APELAÇÃO CÍVEL. AÇÃO DE BUSCA E APREENSÃO. AUSÊNCIA DE COMPROVAÇÃO DE ENTREGA DE NOTIFICAÇÃO NO ENDEREÇO DO DEVEDOR CONSTANTE NO CONTRATO. MORA NÃO DEMONSTRADA. Diante da ausência de documento comprobatório do recebimento da notificação extrajudicial encaminhada via Correios ao inadimplente, deve ser concebida como inválida para constitui-lo em mora, estando, portanto, correta a sentença que indeferiu a inicial e extinguiu o feito sem resolução de mérito. RECURSO CONHECIDO E DESPROVIDO. (TJGO, APELAÇÃO CIVEL 252966-86.2015.8.09.0168, Rel. DES. FAUSTO MOREIRA DINIZ, 6A CAMARA CIVEL, julgado em 06/12/2016, DJe 2169 de 15/12/2016)
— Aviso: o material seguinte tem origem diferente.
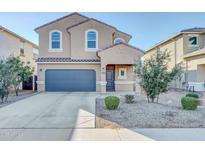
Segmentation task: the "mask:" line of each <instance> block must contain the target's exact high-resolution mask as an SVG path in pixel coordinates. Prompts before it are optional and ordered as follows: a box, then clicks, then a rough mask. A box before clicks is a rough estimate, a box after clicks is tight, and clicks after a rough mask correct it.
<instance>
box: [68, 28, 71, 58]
mask: <svg viewBox="0 0 205 154" xmlns="http://www.w3.org/2000/svg"><path fill="white" fill-rule="evenodd" d="M68 35H69V57H70V58H71V33H70V32H69V31H68Z"/></svg>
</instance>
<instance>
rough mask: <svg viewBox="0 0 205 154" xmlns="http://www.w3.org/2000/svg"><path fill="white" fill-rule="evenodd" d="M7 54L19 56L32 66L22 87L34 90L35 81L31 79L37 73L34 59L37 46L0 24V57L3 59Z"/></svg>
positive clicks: (29, 41)
mask: <svg viewBox="0 0 205 154" xmlns="http://www.w3.org/2000/svg"><path fill="white" fill-rule="evenodd" d="M9 56H14V57H17V56H19V57H20V59H21V60H22V61H23V62H24V63H25V64H29V65H30V66H31V67H33V68H34V73H33V76H32V77H31V78H30V80H29V81H28V82H25V83H24V84H23V87H24V88H25V89H27V88H28V89H33V90H35V89H36V88H35V83H34V82H33V81H34V76H36V75H37V64H36V60H37V56H38V46H37V45H36V44H34V43H32V42H31V41H29V40H27V39H25V38H23V37H22V36H20V35H18V34H16V33H14V32H12V31H10V30H9V29H7V28H5V27H3V26H0V59H5V58H7V57H9ZM32 80H33V81H32Z"/></svg>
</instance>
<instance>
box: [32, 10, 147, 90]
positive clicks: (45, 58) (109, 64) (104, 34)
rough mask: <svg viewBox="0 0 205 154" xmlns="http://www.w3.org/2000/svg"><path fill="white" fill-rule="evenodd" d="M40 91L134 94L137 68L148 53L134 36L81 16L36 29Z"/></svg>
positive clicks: (106, 24) (55, 22)
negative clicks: (133, 38) (37, 34)
mask: <svg viewBox="0 0 205 154" xmlns="http://www.w3.org/2000/svg"><path fill="white" fill-rule="evenodd" d="M35 31H36V32H37V33H38V34H39V58H38V61H37V67H38V70H37V71H38V82H37V83H38V90H39V91H100V92H106V91H133V90H136V89H137V88H139V87H137V88H136V86H135V75H134V72H133V64H134V63H135V61H136V60H137V59H140V57H141V56H143V54H144V52H143V51H142V50H140V49H138V48H136V47H133V46H131V45H129V44H128V42H129V40H130V39H131V36H130V35H129V34H126V33H124V32H122V31H120V30H118V29H117V28H115V27H113V26H111V25H108V24H106V23H104V22H101V21H98V20H96V19H93V18H88V17H86V16H83V15H81V14H79V13H72V14H69V15H68V16H65V17H62V18H60V19H57V20H55V21H52V22H50V23H47V24H45V25H42V26H40V27H38V28H36V29H35Z"/></svg>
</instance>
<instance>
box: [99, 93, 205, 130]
mask: <svg viewBox="0 0 205 154" xmlns="http://www.w3.org/2000/svg"><path fill="white" fill-rule="evenodd" d="M185 94H186V92H184V91H175V90H170V91H168V92H167V93H165V94H163V95H161V96H160V99H159V103H147V100H146V97H145V96H144V95H140V96H137V97H136V98H135V102H134V103H132V104H127V103H125V99H124V96H121V97H120V105H119V108H118V109H117V110H107V109H106V108H105V105H104V99H102V98H99V99H97V101H96V127H97V128H107V127H108V128H112V127H114V128H115V127H126V128H135V127H138V128H193V127H199V128H200V127H205V108H203V107H200V108H199V107H198V108H197V110H195V111H187V110H183V109H182V106H181V98H182V97H183V96H185Z"/></svg>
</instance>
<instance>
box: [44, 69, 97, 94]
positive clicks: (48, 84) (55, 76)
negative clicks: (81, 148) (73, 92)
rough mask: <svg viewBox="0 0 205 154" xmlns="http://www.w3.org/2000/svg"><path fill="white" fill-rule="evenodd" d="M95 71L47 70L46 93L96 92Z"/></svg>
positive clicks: (79, 70)
mask: <svg viewBox="0 0 205 154" xmlns="http://www.w3.org/2000/svg"><path fill="white" fill-rule="evenodd" d="M95 90H96V72H95V71H94V70H47V71H46V91H95Z"/></svg>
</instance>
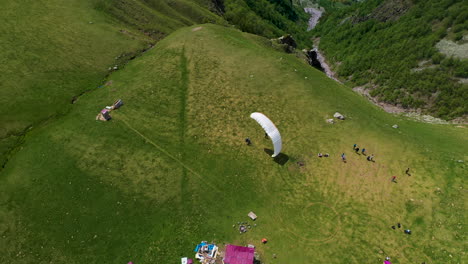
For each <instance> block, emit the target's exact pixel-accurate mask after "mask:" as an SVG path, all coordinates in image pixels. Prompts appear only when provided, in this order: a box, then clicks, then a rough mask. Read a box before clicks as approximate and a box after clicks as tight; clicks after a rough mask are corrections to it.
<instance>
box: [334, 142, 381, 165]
mask: <svg viewBox="0 0 468 264" xmlns="http://www.w3.org/2000/svg"><path fill="white" fill-rule="evenodd" d="M353 150H354V152H355V153H356V154H358V155H359V150H360V151H361V154H362V155H364V156H367V153H366V149H365V148H362V149H360V148H359V146H358V145H357V144H354V145H353ZM341 160H343V162H346V155H345V154H344V153H343V154H341ZM367 160H368V161H372V162H375V161H374V154H371V155H369V156H367Z"/></svg>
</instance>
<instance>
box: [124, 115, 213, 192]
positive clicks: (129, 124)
mask: <svg viewBox="0 0 468 264" xmlns="http://www.w3.org/2000/svg"><path fill="white" fill-rule="evenodd" d="M120 120H122V122H123V123H124V124H125V126H127V127H128V128H130V129H131V130H132V131H133V132H135V133H136V134H138V135H139V136H140V137H141V138H143V139H144V140H145V141H146V142H147V143H150V144H151V145H153V147H155V148H157V149H158V150H159V151H160V152H162V153H164V154H166V156H168V157H169V158H171V159H173V160H174V161H175V162H177V163H179V164H180V165H181V166H182V167H184V168H185V169H187V170H188V171H190V172H191V173H192V174H193V175H195V176H196V177H198V178H199V179H200V180H203V182H204V183H203V184H205V185H208V186H209V187H210V188H211V189H213V190H215V191H218V192H221V190H219V189H218V188H216V187H215V186H212V185H211V184H210V183H209V182H207V181H206V177H203V176H202V175H200V174H199V173H198V172H196V171H194V170H193V169H191V168H190V167H189V166H187V165H186V164H185V163H183V162H182V161H181V160H179V159H178V158H176V157H174V156H173V155H172V154H171V153H169V152H168V151H167V150H165V149H164V148H162V147H161V146H159V145H158V144H156V143H154V142H153V141H152V140H151V139H149V138H147V137H146V136H145V135H143V134H142V133H140V131H138V130H136V129H135V128H133V127H132V126H131V125H130V124H129V123H127V121H125V120H123V119H120Z"/></svg>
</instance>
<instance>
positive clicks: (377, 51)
mask: <svg viewBox="0 0 468 264" xmlns="http://www.w3.org/2000/svg"><path fill="white" fill-rule="evenodd" d="M320 2H322V4H326V5H328V6H329V7H330V8H329V10H327V11H329V12H327V13H326V14H325V15H324V16H323V17H322V18H321V20H320V23H319V24H318V26H317V27H316V28H315V29H314V32H313V33H314V34H315V36H316V37H319V38H320V49H321V50H322V51H323V52H324V53H325V55H326V56H327V58H328V60H329V61H330V62H331V63H332V64H333V65H334V68H335V70H336V71H337V73H338V75H339V76H340V77H341V78H342V79H343V80H344V81H345V83H347V84H349V85H350V86H365V87H366V88H368V89H370V90H371V92H370V94H371V95H372V96H376V97H377V98H378V99H379V100H381V101H384V102H388V103H392V104H396V105H400V106H402V107H406V108H421V109H424V110H425V112H429V113H431V114H433V115H436V116H438V117H442V118H445V119H452V118H455V117H459V116H463V115H466V114H467V113H468V103H467V102H468V87H467V83H466V78H468V60H467V59H466V58H458V57H454V56H448V55H444V53H443V52H441V51H440V50H438V49H437V48H436V44H437V43H438V42H439V41H440V40H441V39H447V40H450V41H453V42H456V43H457V44H464V43H466V42H468V41H467V38H466V35H467V32H468V3H467V2H466V1H463V0H424V1H423V0H412V1H411V0H386V1H383V0H368V1H361V2H357V3H355V4H351V5H344V4H342V3H339V4H340V5H339V7H340V8H334V7H336V1H320ZM345 3H346V4H350V3H348V2H345ZM464 36H465V37H464Z"/></svg>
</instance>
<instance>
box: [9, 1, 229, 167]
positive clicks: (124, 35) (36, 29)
mask: <svg viewBox="0 0 468 264" xmlns="http://www.w3.org/2000/svg"><path fill="white" fill-rule="evenodd" d="M207 3H208V1H207V0H206V1H205V0H177V1H170V0H164V1H162V0H152V1H142V0H122V1H110V0H86V1H79V0H69V1H58V0H47V1H46V0H37V1H27V2H18V1H13V0H4V1H2V6H1V8H0V34H1V37H0V48H1V50H2V52H1V53H0V62H1V63H0V72H1V73H2V74H1V75H0V124H1V125H0V164H1V165H3V164H4V163H6V162H7V160H8V159H9V157H10V156H13V154H14V153H15V151H16V150H17V146H19V145H21V143H22V141H23V138H24V135H25V134H26V133H27V132H28V131H29V130H30V129H31V128H35V127H37V126H40V125H41V124H43V123H46V122H48V121H50V120H55V119H57V118H58V117H60V116H63V115H64V114H66V113H68V112H69V111H70V107H71V103H72V101H73V100H74V98H76V97H77V96H79V95H81V94H83V93H85V92H88V91H90V90H94V89H95V88H96V87H99V86H101V85H102V84H103V78H104V77H105V76H106V75H108V74H109V73H110V72H111V71H112V69H113V68H114V67H115V66H117V68H118V69H120V68H122V67H123V66H124V65H125V63H126V62H127V61H128V60H129V59H131V58H134V57H135V56H137V55H138V54H140V53H141V52H142V51H143V50H146V49H148V48H149V47H151V45H153V44H154V43H156V41H157V40H159V39H161V38H162V37H164V36H166V35H168V34H170V33H171V32H173V31H174V30H175V29H178V28H181V27H184V26H188V25H193V24H196V23H204V22H220V23H222V21H221V19H220V18H219V17H217V16H215V15H214V14H213V13H211V12H210V11H209V10H208V9H207V8H206V7H205V4H207Z"/></svg>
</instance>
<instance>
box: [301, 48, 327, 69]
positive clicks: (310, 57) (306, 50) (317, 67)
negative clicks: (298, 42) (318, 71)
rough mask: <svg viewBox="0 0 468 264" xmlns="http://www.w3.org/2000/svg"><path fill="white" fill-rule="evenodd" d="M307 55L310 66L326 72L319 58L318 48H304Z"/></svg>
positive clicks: (303, 50) (307, 60)
mask: <svg viewBox="0 0 468 264" xmlns="http://www.w3.org/2000/svg"><path fill="white" fill-rule="evenodd" d="M303 52H304V53H305V55H306V57H307V62H308V63H309V65H310V66H312V67H314V68H316V69H317V70H319V71H322V72H325V69H324V68H323V67H322V63H321V62H320V61H319V59H318V54H317V50H316V49H311V50H303Z"/></svg>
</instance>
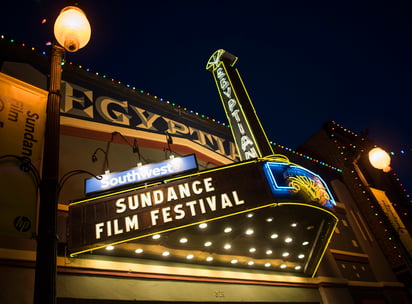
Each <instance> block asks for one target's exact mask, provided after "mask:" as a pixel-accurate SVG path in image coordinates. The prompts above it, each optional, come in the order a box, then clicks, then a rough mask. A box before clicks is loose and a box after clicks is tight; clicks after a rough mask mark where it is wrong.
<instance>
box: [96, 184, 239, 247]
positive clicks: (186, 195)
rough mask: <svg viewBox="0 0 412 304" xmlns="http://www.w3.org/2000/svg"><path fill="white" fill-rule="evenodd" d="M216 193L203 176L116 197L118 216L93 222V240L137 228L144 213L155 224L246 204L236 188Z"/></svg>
mask: <svg viewBox="0 0 412 304" xmlns="http://www.w3.org/2000/svg"><path fill="white" fill-rule="evenodd" d="M215 192H216V189H215V186H214V184H213V178H212V177H206V178H203V179H197V180H193V181H190V182H186V183H182V184H177V185H173V186H169V187H166V188H162V189H155V190H151V191H146V192H141V193H138V194H134V195H128V196H124V197H120V198H117V199H116V200H115V201H114V205H115V211H116V214H118V215H119V217H117V218H115V219H111V220H106V221H102V222H99V223H96V224H95V237H96V240H100V239H102V238H105V239H106V238H108V237H112V236H116V235H120V234H123V233H127V232H131V231H135V230H139V229H140V225H139V224H140V222H139V214H142V213H144V212H146V214H148V215H149V220H150V227H154V226H157V225H161V224H165V223H171V222H173V221H179V220H183V219H187V218H192V217H197V216H199V215H203V214H208V213H213V212H218V211H221V210H224V209H228V208H233V207H236V206H239V205H243V204H245V201H244V200H242V199H240V198H239V195H238V192H237V191H236V190H233V191H230V192H223V193H215ZM200 195H201V198H199V196H200ZM193 198H195V199H193ZM153 207H154V208H153ZM145 209H146V210H145ZM124 213H127V215H124V216H122V214H124Z"/></svg>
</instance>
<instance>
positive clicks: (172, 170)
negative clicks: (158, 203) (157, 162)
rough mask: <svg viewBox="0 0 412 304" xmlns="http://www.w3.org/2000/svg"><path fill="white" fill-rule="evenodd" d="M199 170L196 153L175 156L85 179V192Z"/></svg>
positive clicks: (156, 178)
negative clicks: (101, 175)
mask: <svg viewBox="0 0 412 304" xmlns="http://www.w3.org/2000/svg"><path fill="white" fill-rule="evenodd" d="M192 170H197V161H196V157H195V155H194V154H190V155H186V156H182V157H175V158H173V159H169V160H166V161H163V162H160V163H154V164H148V165H144V166H140V167H136V168H132V169H129V170H126V171H121V172H114V173H109V174H104V175H102V179H100V180H99V179H96V178H89V179H86V180H85V193H86V194H90V193H93V192H98V191H105V190H108V189H112V188H117V187H123V186H126V185H130V184H137V183H142V182H147V181H149V180H155V179H159V178H164V177H169V176H172V175H176V174H181V173H186V172H189V171H192Z"/></svg>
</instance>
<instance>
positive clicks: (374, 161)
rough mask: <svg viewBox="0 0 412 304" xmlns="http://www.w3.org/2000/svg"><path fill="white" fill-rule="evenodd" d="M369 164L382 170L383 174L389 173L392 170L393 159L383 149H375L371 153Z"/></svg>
mask: <svg viewBox="0 0 412 304" xmlns="http://www.w3.org/2000/svg"><path fill="white" fill-rule="evenodd" d="M369 162H370V163H371V165H372V167H374V168H376V169H379V170H382V171H383V172H389V171H390V170H391V167H390V164H391V157H390V156H389V154H388V153H387V152H386V151H385V150H383V149H381V148H373V149H372V150H370V151H369Z"/></svg>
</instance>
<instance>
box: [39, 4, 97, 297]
mask: <svg viewBox="0 0 412 304" xmlns="http://www.w3.org/2000/svg"><path fill="white" fill-rule="evenodd" d="M90 34H91V29H90V24H89V22H88V20H87V18H86V15H85V14H84V12H83V11H82V10H81V9H80V8H78V7H77V6H67V7H65V8H63V9H62V10H61V12H60V14H59V16H58V17H57V19H56V21H55V24H54V36H55V39H54V42H53V44H52V47H51V54H50V79H49V94H48V98H47V109H46V115H47V117H46V131H45V135H44V151H43V161H42V181H41V184H40V207H39V220H38V234H37V252H36V269H35V282H34V304H49V303H50V304H52V303H55V302H56V273H57V261H56V259H57V243H58V241H57V206H58V188H59V184H58V178H59V143H60V100H61V95H60V86H61V76H62V67H61V62H62V59H63V56H64V52H65V50H67V51H69V52H75V51H77V50H78V49H80V48H82V47H84V46H85V45H86V44H87V43H88V41H89V39H90Z"/></svg>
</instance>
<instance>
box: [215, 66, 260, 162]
mask: <svg viewBox="0 0 412 304" xmlns="http://www.w3.org/2000/svg"><path fill="white" fill-rule="evenodd" d="M216 78H217V79H218V80H219V81H218V83H219V89H220V90H221V92H222V94H223V95H222V96H225V98H227V101H226V102H225V101H223V103H224V105H225V108H226V109H227V111H228V112H229V113H228V115H229V116H230V118H231V125H232V128H237V131H238V132H239V134H240V139H238V140H239V141H240V143H238V145H239V148H240V149H241V152H242V153H241V154H243V156H244V160H248V159H253V158H257V157H258V152H257V150H256V147H255V143H254V141H253V140H252V138H251V131H249V132H247V130H248V128H247V126H245V123H246V118H244V117H243V113H242V112H241V109H240V105H239V103H238V101H237V100H236V96H234V95H232V93H233V91H232V87H231V86H230V82H229V81H228V78H227V75H226V73H225V71H224V68H223V67H222V66H220V67H218V68H217V69H216Z"/></svg>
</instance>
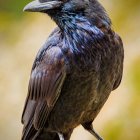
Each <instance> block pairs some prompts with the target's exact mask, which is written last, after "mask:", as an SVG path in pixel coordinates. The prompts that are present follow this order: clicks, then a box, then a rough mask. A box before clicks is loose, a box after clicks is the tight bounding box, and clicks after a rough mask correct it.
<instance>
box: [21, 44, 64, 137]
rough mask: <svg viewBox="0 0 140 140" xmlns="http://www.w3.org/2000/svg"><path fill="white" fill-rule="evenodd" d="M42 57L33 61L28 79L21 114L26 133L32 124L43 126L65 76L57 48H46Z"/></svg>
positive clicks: (63, 62) (24, 128) (44, 124)
mask: <svg viewBox="0 0 140 140" xmlns="http://www.w3.org/2000/svg"><path fill="white" fill-rule="evenodd" d="M42 57H43V58H42V59H40V60H41V61H39V62H37V61H35V65H34V69H33V70H32V73H31V77H30V81H29V88H28V96H27V99H26V103H25V107H24V111H23V115H22V123H23V124H24V129H26V130H24V132H26V133H28V131H29V130H28V129H30V128H31V127H33V126H34V128H35V129H36V130H40V129H42V128H43V127H44V125H45V123H46V120H47V117H48V115H49V113H50V111H51V110H52V108H53V107H54V105H55V103H56V101H57V99H58V98H59V95H60V90H61V87H62V85H63V82H64V79H65V76H66V70H65V63H64V59H63V55H62V52H61V50H60V49H59V48H57V47H54V48H52V49H49V50H47V51H46V53H45V54H44V55H43V56H42ZM25 135H26V134H25Z"/></svg>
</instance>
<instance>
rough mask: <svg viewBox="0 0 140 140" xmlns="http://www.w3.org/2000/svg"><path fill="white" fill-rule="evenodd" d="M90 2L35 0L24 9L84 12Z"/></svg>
mask: <svg viewBox="0 0 140 140" xmlns="http://www.w3.org/2000/svg"><path fill="white" fill-rule="evenodd" d="M88 4H89V0H34V1H32V2H30V3H29V4H27V5H26V6H25V7H24V11H29V12H43V13H50V12H52V13H55V14H57V12H59V13H60V12H61V13H65V12H69V13H77V12H83V11H84V10H85V9H86V8H87V6H88Z"/></svg>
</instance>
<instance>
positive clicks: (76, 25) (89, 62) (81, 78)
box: [22, 0, 124, 140]
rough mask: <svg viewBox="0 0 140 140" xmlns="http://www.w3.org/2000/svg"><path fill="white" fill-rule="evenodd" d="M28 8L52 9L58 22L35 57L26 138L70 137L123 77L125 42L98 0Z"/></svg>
mask: <svg viewBox="0 0 140 140" xmlns="http://www.w3.org/2000/svg"><path fill="white" fill-rule="evenodd" d="M24 11H31V12H43V13H47V14H48V15H49V16H50V17H51V18H52V19H53V20H54V21H55V22H56V24H57V25H58V27H57V28H56V29H55V30H54V31H53V32H52V33H51V35H50V36H49V38H48V40H47V42H46V43H45V44H44V46H43V47H42V48H41V49H40V50H39V52H38V54H37V56H36V59H35V61H34V64H33V67H32V71H31V76H30V81H29V88H28V96H27V99H26V103H25V107H24V111H23V115H22V123H23V124H24V128H23V134H22V140H59V139H60V140H69V139H70V136H71V134H72V131H73V129H74V128H75V127H77V126H78V125H80V124H81V125H82V126H83V127H84V128H85V129H86V130H87V131H89V132H90V133H91V134H92V135H94V136H95V137H96V138H97V139H98V140H102V138H101V137H100V136H99V135H98V134H97V133H96V132H95V131H94V129H93V127H92V122H93V121H94V119H95V118H96V116H97V115H98V113H99V112H100V110H101V108H102V107H103V105H104V103H105V102H106V100H107V99H108V97H109V95H110V93H111V91H112V90H115V89H116V88H117V87H118V86H119V84H120V82H121V79H122V71H123V57H124V52H123V44H122V41H121V38H120V37H119V36H118V35H117V34H116V33H115V32H114V31H113V30H112V28H111V21H110V19H109V17H108V15H107V14H106V12H105V10H104V8H103V7H102V6H101V4H100V3H99V2H98V1H97V0H35V1H33V2H31V3H29V4H28V5H27V6H26V7H25V8H24Z"/></svg>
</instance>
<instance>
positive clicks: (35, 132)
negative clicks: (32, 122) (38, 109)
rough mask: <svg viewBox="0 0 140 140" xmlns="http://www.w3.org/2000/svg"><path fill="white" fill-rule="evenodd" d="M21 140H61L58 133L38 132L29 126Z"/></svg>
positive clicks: (34, 128) (45, 131) (23, 130)
mask: <svg viewBox="0 0 140 140" xmlns="http://www.w3.org/2000/svg"><path fill="white" fill-rule="evenodd" d="M30 123H32V121H31V122H30ZM21 140H59V136H58V134H57V133H55V132H48V131H46V130H45V129H43V130H36V129H35V128H34V126H33V125H30V124H28V125H27V126H26V127H24V129H23V133H22V138H21Z"/></svg>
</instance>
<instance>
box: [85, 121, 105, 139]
mask: <svg viewBox="0 0 140 140" xmlns="http://www.w3.org/2000/svg"><path fill="white" fill-rule="evenodd" d="M83 127H84V128H85V129H86V130H87V131H88V132H90V133H91V134H92V135H93V136H94V137H95V138H96V139H97V140H103V138H102V137H101V136H100V135H99V134H98V133H97V132H96V131H95V130H94V129H93V126H92V123H85V124H83Z"/></svg>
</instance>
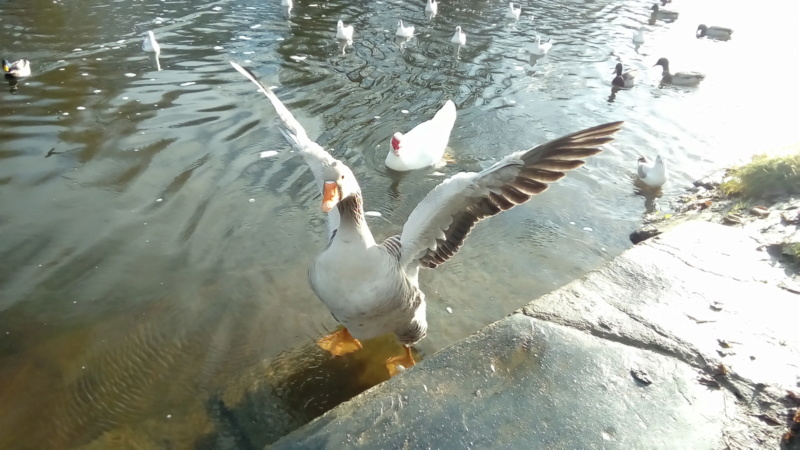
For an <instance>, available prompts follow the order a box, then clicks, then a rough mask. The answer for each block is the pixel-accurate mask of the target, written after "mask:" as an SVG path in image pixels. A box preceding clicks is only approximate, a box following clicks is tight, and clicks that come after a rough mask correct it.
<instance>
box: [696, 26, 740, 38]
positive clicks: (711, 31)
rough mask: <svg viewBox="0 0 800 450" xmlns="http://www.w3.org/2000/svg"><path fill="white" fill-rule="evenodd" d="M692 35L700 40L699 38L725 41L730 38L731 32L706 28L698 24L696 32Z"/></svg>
mask: <svg viewBox="0 0 800 450" xmlns="http://www.w3.org/2000/svg"><path fill="white" fill-rule="evenodd" d="M694 34H695V36H696V37H697V38H698V39H700V38H701V37H707V38H709V39H716V40H719V41H727V40H728V39H730V38H731V35H732V34H733V30H731V29H730V28H725V27H708V26H705V25H703V24H700V25H698V27H697V31H695V33H694Z"/></svg>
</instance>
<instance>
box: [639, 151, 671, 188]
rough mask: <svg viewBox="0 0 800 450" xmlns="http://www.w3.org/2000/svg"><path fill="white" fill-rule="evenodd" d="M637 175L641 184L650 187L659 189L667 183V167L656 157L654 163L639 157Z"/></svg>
mask: <svg viewBox="0 0 800 450" xmlns="http://www.w3.org/2000/svg"><path fill="white" fill-rule="evenodd" d="M637 174H638V175H639V179H640V180H642V183H644V184H646V185H648V186H650V187H654V188H657V187H661V186H663V185H664V183H666V182H667V166H666V164H665V163H664V160H663V159H662V158H661V156H658V157H656V160H655V161H649V160H648V159H647V158H645V157H644V156H642V157H640V158H639V169H638V171H637Z"/></svg>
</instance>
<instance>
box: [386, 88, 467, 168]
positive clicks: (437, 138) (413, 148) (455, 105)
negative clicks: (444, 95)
mask: <svg viewBox="0 0 800 450" xmlns="http://www.w3.org/2000/svg"><path fill="white" fill-rule="evenodd" d="M455 123H456V105H455V103H453V101H452V100H448V101H446V102H445V104H444V106H442V108H441V109H439V111H437V112H436V114H434V116H433V118H432V119H430V120H427V121H425V122H422V123H421V124H419V125H417V126H416V127H414V128H413V129H411V131H408V132H407V133H405V134H403V133H400V132H399V131H398V132H397V133H395V134H394V135H393V136H392V139H391V140H390V142H389V144H390V146H391V149H390V150H389V153H388V154H387V155H386V167H388V168H390V169H392V170H397V171H406V170H416V169H422V168H424V167H428V166H431V165H434V164H436V163H438V162H439V161H441V159H442V156H444V151H445V149H446V148H447V142H448V141H449V140H450V132H451V131H453V125H454V124H455Z"/></svg>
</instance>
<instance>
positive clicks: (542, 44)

Apelação cível. Ação de busca e apreensão pelo dec.-lei 911/69. Notificação extrajudicial. Constituição em mora. Mudança de endereço. Intimação por edital. Ausência. Irregularidade. 1. Tendo sido a notificação extrajudicial encaminhada ao endereço fornecido no contrato e o aviso de Recebimento devolvido com a informação de que o devedor “mudou-se”, caberia ao Apelante/A. promover a notificação extrajudicial Editalícia e não propor, diretamente, a ação de busca e apreensão, vez que a comprovação da mora é indispensável. RECURSO CONHECIDO E DESPROVIDO. (TJGO, APELACAO CIVEL 278690-93.2015.8.09.0006, Rel. DES. OLAVO JUNQUEIRA DE ANDRADE, 5A CAMARA CIVEL, julgado em 20/10/2016, DJe 2140 de 31/10/2016)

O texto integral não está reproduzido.